Anna m’a dévisagée, et je ne pense pas qu’elle m’ait cru. Elle a répondu « Oh, quel dommage », mais ça se voyait qu’elle n’était pas sincère. Elle avait l’air soulagé. Elle ne m’a même pas posé de questions sur ce nouvel emploi, et heureusement, parce que je n’avais même pas songé à préparer un mensonge crédible.

Tom a semblé légèrement surpris. Il a dit :

— Tu vas nous manquer.

Mais ça non plus, ce n’est pas vrai.

La seule personne qui sera vraiment déçue, c’est Scott, alors il faut que je me mette à la recherche d’une bonne excuse. Je vais peut-être lui dire que Tom me draguait, ça réglera le problème.

Jeudi 20 septembre 2012

Matin

Il est peu après sept heures, et il fait froid là, dehors, mais c’est tellement beau, comme ça, tous les jardins, ces bandes vertes bien collées les unes aux autres, qui attendent que les doigts des rayons de soleil surgissent de derrière la voie ferrée et viennent les réanimer. Ça fait des heures que je suis réveillée, je n’arrive pas à dormir. Je n’ai pas dormi depuis des jours. Il n’y a rien de pire au monde que l’insomnie, je déteste ça, rester là avec le cerveau qui égrène chaque seconde, tic, tac, tic, tac. Mon corps entier me démange. J’ai envie de me raser le crâne.

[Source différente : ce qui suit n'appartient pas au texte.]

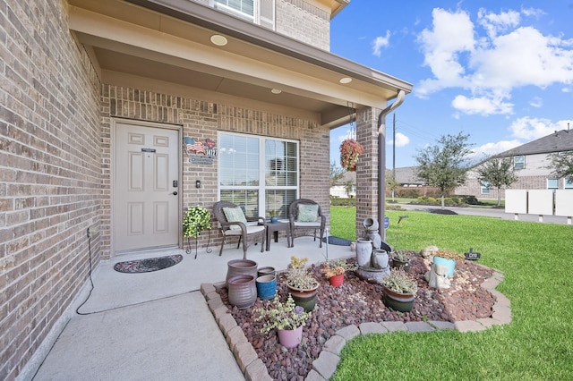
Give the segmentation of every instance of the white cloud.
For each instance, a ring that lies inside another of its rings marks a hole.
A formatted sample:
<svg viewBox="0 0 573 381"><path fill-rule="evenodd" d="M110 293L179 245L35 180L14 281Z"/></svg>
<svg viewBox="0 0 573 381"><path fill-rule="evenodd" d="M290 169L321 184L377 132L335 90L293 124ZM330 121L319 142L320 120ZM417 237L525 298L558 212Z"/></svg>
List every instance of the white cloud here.
<svg viewBox="0 0 573 381"><path fill-rule="evenodd" d="M394 140L388 140L386 141L388 146L392 146L394 144ZM410 144L410 138L404 135L402 132L396 132L396 147L406 147Z"/></svg>
<svg viewBox="0 0 573 381"><path fill-rule="evenodd" d="M531 118L528 116L517 119L509 126L511 134L523 140L535 140L550 135L556 131L567 130L567 123L573 120L562 120L553 123L549 119Z"/></svg>
<svg viewBox="0 0 573 381"><path fill-rule="evenodd" d="M532 107L541 107L542 106L543 106L543 100L539 97L534 97L530 101L529 101L529 106L531 106Z"/></svg>
<svg viewBox="0 0 573 381"><path fill-rule="evenodd" d="M478 22L483 27L490 38L495 38L500 32L519 25L519 13L516 11L496 14L488 13L485 9L482 8L477 13Z"/></svg>
<svg viewBox="0 0 573 381"><path fill-rule="evenodd" d="M513 112L508 100L516 88L559 83L567 89L573 84L573 39L520 25L521 16L542 14L531 8L500 13L480 9L475 24L465 11L435 8L432 28L418 37L432 77L422 80L415 94L427 97L444 89L460 89L467 94L458 95L454 107L492 114Z"/></svg>
<svg viewBox="0 0 573 381"><path fill-rule="evenodd" d="M491 115L493 114L511 114L513 104L503 102L502 98L494 99L486 97L468 98L466 96L457 96L451 106L468 114Z"/></svg>
<svg viewBox="0 0 573 381"><path fill-rule="evenodd" d="M521 146L522 144L523 141L517 139L513 140L501 140L498 141L497 143L485 143L475 148L472 154L469 155L469 157L470 159L472 159L472 161L483 160L493 155L497 155L509 149L515 148L516 147Z"/></svg>
<svg viewBox="0 0 573 381"><path fill-rule="evenodd" d="M449 87L466 87L466 70L460 63L460 55L473 51L475 43L474 24L466 12L451 13L436 8L432 14L433 30L423 30L418 37L424 53L424 64L434 75L433 79L422 81L416 90L422 96Z"/></svg>
<svg viewBox="0 0 573 381"><path fill-rule="evenodd" d="M386 30L386 36L379 36L372 41L372 54L378 57L381 55L382 47L386 47L390 43L390 31Z"/></svg>

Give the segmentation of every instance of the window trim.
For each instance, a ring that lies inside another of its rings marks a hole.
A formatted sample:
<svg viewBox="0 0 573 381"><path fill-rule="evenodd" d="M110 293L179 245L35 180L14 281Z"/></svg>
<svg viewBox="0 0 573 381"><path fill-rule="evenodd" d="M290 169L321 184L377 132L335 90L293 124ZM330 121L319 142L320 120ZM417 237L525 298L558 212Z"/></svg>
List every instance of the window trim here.
<svg viewBox="0 0 573 381"><path fill-rule="evenodd" d="M518 166L517 165L521 165ZM514 169L526 169L526 156L517 155L513 157L513 168Z"/></svg>
<svg viewBox="0 0 573 381"><path fill-rule="evenodd" d="M488 182L480 182L480 194L490 194L491 190Z"/></svg>
<svg viewBox="0 0 573 381"><path fill-rule="evenodd" d="M300 141L292 140L292 139L285 139L285 138L278 138L273 136L263 136L263 135L252 135L248 133L240 133L240 132L231 132L226 131L219 131L217 133L217 140L218 151L221 151L220 142L222 141L222 137L224 135L233 135L233 136L240 136L245 138L253 138L259 140L259 185L245 185L245 186L228 186L228 185L221 185L220 176L222 174L221 171L221 155L218 155L217 161L217 184L218 184L218 199L221 198L221 190L256 190L259 192L259 203L258 203L258 210L259 214L262 216L263 213L266 213L267 206L266 206L266 190L295 190L295 199L297 199L300 196L300 184L301 184L301 152L300 152ZM267 175L266 172L266 150L265 150L265 142L267 140L278 140L285 141L288 143L294 143L296 146L296 174L295 174L295 185L267 185L265 179ZM287 207L287 206L286 206Z"/></svg>

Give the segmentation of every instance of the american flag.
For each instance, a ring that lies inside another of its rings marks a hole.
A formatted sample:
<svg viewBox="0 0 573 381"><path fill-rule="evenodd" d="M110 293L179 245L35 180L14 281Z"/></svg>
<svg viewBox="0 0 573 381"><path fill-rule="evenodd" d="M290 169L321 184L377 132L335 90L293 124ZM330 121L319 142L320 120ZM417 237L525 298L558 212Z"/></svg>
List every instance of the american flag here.
<svg viewBox="0 0 573 381"><path fill-rule="evenodd" d="M187 144L187 152L194 152L196 154L207 155L207 150L205 149L205 143L202 141L195 140L194 139L191 140L191 144Z"/></svg>

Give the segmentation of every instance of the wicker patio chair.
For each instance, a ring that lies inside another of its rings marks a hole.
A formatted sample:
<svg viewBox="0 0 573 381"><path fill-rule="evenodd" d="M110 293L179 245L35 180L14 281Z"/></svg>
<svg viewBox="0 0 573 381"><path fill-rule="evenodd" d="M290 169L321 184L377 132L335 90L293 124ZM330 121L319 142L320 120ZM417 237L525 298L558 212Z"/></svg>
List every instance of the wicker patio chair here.
<svg viewBox="0 0 573 381"><path fill-rule="evenodd" d="M320 231L320 246L322 247L322 236L324 236L324 226L326 225L326 216L322 214L321 206L308 199L299 199L293 201L288 206L288 221L290 223L290 235L293 246L295 246L295 237L296 233L300 235L311 235L316 241L316 233Z"/></svg>
<svg viewBox="0 0 573 381"><path fill-rule="evenodd" d="M265 237L267 233L267 222L264 217L246 218L241 207L229 201L218 201L213 205L213 215L219 224L223 241L218 255L223 253L223 247L229 238L238 238L236 248L243 241L243 258L247 258L248 240L252 239L257 242L261 237L261 252L264 250ZM248 224L258 222L257 224Z"/></svg>

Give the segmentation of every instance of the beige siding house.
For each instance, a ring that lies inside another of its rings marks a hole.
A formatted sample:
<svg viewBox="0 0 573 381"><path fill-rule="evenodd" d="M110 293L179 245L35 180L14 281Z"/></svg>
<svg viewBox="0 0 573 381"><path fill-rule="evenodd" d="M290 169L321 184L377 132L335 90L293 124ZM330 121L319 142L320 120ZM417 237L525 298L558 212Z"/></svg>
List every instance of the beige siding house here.
<svg viewBox="0 0 573 381"><path fill-rule="evenodd" d="M571 190L573 183L566 179L552 176L548 155L573 150L573 131L561 130L551 135L496 155L494 157L509 157L513 160L517 181L509 190ZM479 166L479 165L478 165ZM505 199L505 190L500 190ZM458 195L472 195L477 199L497 199L498 190L477 180L475 168L467 174L466 184L458 187Z"/></svg>
<svg viewBox="0 0 573 381"><path fill-rule="evenodd" d="M328 215L351 118L356 220L377 215L381 112L412 86L329 52L347 3L0 0L0 379L63 329L90 261L181 247L188 206Z"/></svg>

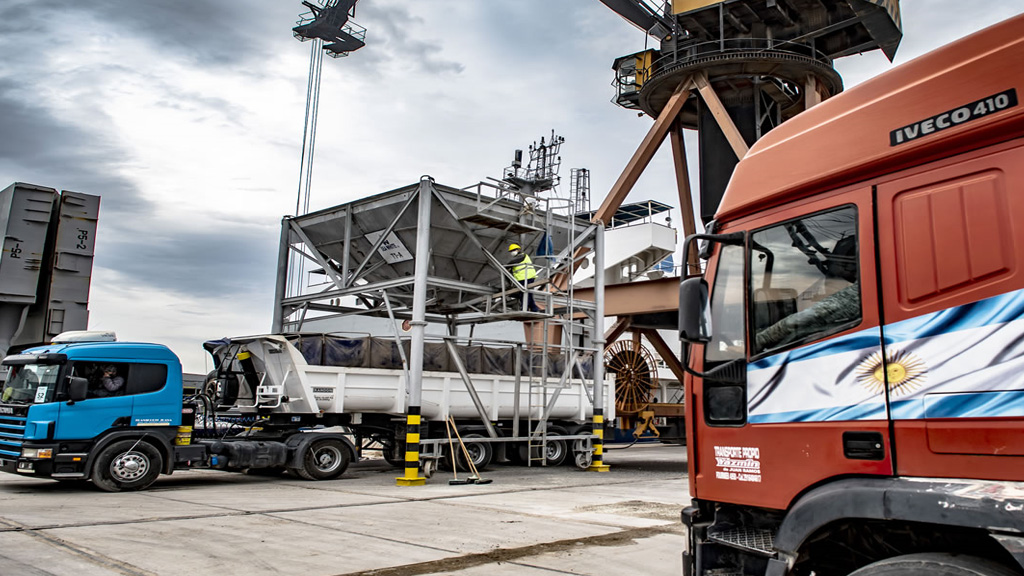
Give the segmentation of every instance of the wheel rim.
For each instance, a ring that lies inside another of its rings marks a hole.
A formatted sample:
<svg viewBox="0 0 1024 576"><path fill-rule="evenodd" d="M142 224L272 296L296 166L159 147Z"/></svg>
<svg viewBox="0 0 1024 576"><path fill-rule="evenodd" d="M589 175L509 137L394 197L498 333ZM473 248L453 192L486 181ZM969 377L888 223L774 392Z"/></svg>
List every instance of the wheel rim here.
<svg viewBox="0 0 1024 576"><path fill-rule="evenodd" d="M125 452L111 462L111 476L122 482L133 482L150 471L150 459L138 452Z"/></svg>
<svg viewBox="0 0 1024 576"><path fill-rule="evenodd" d="M565 456L565 442L561 440L552 440L553 438L555 438L554 435L548 435L548 449L545 454L545 457L552 462L558 460L559 458L564 458Z"/></svg>
<svg viewBox="0 0 1024 576"><path fill-rule="evenodd" d="M313 451L313 465L322 472L338 469L341 458L341 450L337 446L322 446Z"/></svg>
<svg viewBox="0 0 1024 576"><path fill-rule="evenodd" d="M473 462L473 465L478 466L483 461L483 447L479 443L466 443L466 452L469 453L469 459Z"/></svg>

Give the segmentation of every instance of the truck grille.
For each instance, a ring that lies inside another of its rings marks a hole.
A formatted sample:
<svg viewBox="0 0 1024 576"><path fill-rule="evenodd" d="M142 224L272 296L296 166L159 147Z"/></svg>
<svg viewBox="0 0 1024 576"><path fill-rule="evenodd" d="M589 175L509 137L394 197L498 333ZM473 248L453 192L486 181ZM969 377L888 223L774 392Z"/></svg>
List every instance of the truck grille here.
<svg viewBox="0 0 1024 576"><path fill-rule="evenodd" d="M22 455L25 421L26 418L19 416L0 416L0 457L17 458Z"/></svg>

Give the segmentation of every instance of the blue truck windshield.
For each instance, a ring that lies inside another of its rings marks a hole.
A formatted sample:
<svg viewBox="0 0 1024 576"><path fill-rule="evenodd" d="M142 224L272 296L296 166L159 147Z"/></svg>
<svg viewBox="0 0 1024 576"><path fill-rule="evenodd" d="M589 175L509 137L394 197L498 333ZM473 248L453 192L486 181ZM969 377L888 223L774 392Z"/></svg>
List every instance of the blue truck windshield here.
<svg viewBox="0 0 1024 576"><path fill-rule="evenodd" d="M53 398L59 373L60 366L55 364L12 366L7 381L0 390L0 402L7 404L49 402Z"/></svg>

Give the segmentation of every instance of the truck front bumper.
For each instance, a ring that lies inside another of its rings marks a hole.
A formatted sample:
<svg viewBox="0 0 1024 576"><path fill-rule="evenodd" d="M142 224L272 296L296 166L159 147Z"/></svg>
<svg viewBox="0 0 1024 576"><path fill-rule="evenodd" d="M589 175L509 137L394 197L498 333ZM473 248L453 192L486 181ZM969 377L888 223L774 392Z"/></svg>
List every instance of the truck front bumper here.
<svg viewBox="0 0 1024 576"><path fill-rule="evenodd" d="M22 446L22 453L42 450L50 450L51 457L38 458L29 456L18 456L16 458L0 457L0 470L11 474L35 476L40 478L84 478L87 454L84 453L57 453L58 446L55 444L34 444L25 443Z"/></svg>
<svg viewBox="0 0 1024 576"><path fill-rule="evenodd" d="M11 474L48 477L53 471L50 458L0 458L0 470Z"/></svg>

J’ai envie de m’enfuir. De partir en road-trip en décapotable, les cheveux au vent, et de rouler jusqu’à la côte – n’importe laquelle. J’ai envie de marcher sur une plage. Avec mon grand frère, on voulait passer notre vie sur les routes. On avait des projets géniaux, Ben et moi. Enfin, c’était surtout les projets de Ben, c’était un grand rêveur. On était censés descendre en moto de Paris à la Côte d’Azur, ou longer toute la côte pacifique des États-Unis, de Seattle à Los Angeles ; on voulait retracer le parcours de Che Guevara de Buenos Aires à Caracas. Si j’avais fait tout ça, peut-être que je ne me serais pas retrouvée ici, à ne pas savoir quoi faire du reste de ma vie. Mais, si j’avais fait tout ça, peut-être que je me serais retrouvée exactement au même endroit, et que j’en aurais été satisfaite. Mais bien sûr, je n’ai rien fait de tout ça, parce que Ben n’a jamais pu atteindre Paris, il n’a même pas pu atteindre Cambridge. Il est mort sur l’A10, entre Cambridge et Londres, le crâne écrasé sous les roues d’un semi-remorque.

Il me manque chaque jour. Plus que quiconque, je crois. C’est lui, le grand vide dans ma vie, le trou au beau milieu de mon âme. Ou peut-être n’en était-il que le commencement. Je ne sais pas. Je ne sais même pas si tout cela a vraiment à voir avec Ben, ou plutôt à voir avec tout ce qui s’est passé après ça, et tout ce qui s’est passé depuis. Tout ce que je sais, c’est que par moments tout roule, la vie est belle et je suis comblée, et en l’espace d’une seconde le monde bascule, je meurs d’envie de m’enfuir, je suis perdue et le sol semble se dérober sous mes pieds.